Monday, November 1, 2010

Chances for errors abound

"The Mythical Man-Month" by Brooks says in a complex system such as the old IBM 360 operating system, there is an irreducible number of errors.  The problem is that in fixing errors, further errors are created. 

Recently I reinstalled the Windows Vista operating system.  After re-installation,  Microsoft downloaded 102 updates and now there have been several days of additional system updates and service packs.  This from the world's most famous, most experienced software company!  Imagine the errors in the human genome or in the annals of American law.  Clearly, the genetic process of creating a baby  can produce all sorts of errors. 
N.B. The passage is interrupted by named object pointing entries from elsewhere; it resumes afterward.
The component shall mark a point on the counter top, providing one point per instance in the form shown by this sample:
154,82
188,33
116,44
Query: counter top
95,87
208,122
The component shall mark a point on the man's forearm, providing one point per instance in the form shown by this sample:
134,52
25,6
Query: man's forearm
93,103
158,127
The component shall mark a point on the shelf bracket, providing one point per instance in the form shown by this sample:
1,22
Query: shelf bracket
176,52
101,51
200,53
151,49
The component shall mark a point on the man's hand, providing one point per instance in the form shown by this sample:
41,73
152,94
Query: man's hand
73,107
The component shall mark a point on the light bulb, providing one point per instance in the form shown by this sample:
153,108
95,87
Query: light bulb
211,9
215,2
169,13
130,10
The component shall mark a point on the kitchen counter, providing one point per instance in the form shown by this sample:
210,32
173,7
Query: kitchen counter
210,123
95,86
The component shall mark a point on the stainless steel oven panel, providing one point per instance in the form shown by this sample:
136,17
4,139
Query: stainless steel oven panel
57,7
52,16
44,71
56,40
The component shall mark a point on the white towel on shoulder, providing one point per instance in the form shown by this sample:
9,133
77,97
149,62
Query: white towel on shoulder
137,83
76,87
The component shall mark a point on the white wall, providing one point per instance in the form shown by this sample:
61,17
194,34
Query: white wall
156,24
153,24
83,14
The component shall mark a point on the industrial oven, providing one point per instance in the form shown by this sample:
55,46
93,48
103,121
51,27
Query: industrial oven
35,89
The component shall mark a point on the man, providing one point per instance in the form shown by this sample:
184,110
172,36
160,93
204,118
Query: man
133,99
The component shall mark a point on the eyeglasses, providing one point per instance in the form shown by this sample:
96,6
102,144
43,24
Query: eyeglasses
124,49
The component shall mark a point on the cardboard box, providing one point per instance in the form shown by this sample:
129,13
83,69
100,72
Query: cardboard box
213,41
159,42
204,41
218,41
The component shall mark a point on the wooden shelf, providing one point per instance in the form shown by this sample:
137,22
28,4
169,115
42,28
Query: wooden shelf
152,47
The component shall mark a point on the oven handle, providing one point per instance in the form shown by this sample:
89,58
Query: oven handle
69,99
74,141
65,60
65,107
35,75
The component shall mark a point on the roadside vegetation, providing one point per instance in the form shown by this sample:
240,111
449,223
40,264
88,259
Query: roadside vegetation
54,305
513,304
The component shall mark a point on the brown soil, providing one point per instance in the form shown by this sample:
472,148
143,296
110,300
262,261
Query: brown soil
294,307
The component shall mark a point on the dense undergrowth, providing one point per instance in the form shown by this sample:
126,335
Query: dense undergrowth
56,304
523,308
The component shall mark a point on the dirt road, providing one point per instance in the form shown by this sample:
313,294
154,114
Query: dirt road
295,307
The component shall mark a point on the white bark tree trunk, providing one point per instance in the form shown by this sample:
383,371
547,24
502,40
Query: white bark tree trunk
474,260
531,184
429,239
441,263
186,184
Many people are highly focused on avoiding errors and that is a good thing.  But in my opinion, it is better to expect some downright mistakes from ourselves in all our activities, from eating and breathing and walking to writing or piloting a plane.  The book by Tom Wolfe, The Right Stuff, tells of the battle between pilots with terrific courage, reflexes and physical skills and the engineers who grasped the limits of humans and wanted to guide space rockets with foolproof systems they were confident they could build.  As is often the case with a pitched battle, both sides were right and still are.  Humans do make errors, competent ones much less so, but they still make them.  That means that planners and builders and assemblers also make them.  Even when we create a system that works exactly as we intended, we sometimes find that the situation is a bit different from what we thought it was.  Then, the system or machine or arrangement or deal or treaty or patent doesn't fit reality the way we hoped.

Despite the awe-inspiring abilities and complexity of the human brain, Johns Hopkins neuroscientist David Linden emphasizes in The Accidental Brain that the brain is a hodge-podge of evolutionary developments and drifts that are not super-engineered or totally rational.  Melvin Konner in The Tangled Wing impresses the reader with the complex process of the development of a brain in the fetus and the precarious trip that some neurons have to complete across a wide space to make the unborn baby's brain functional.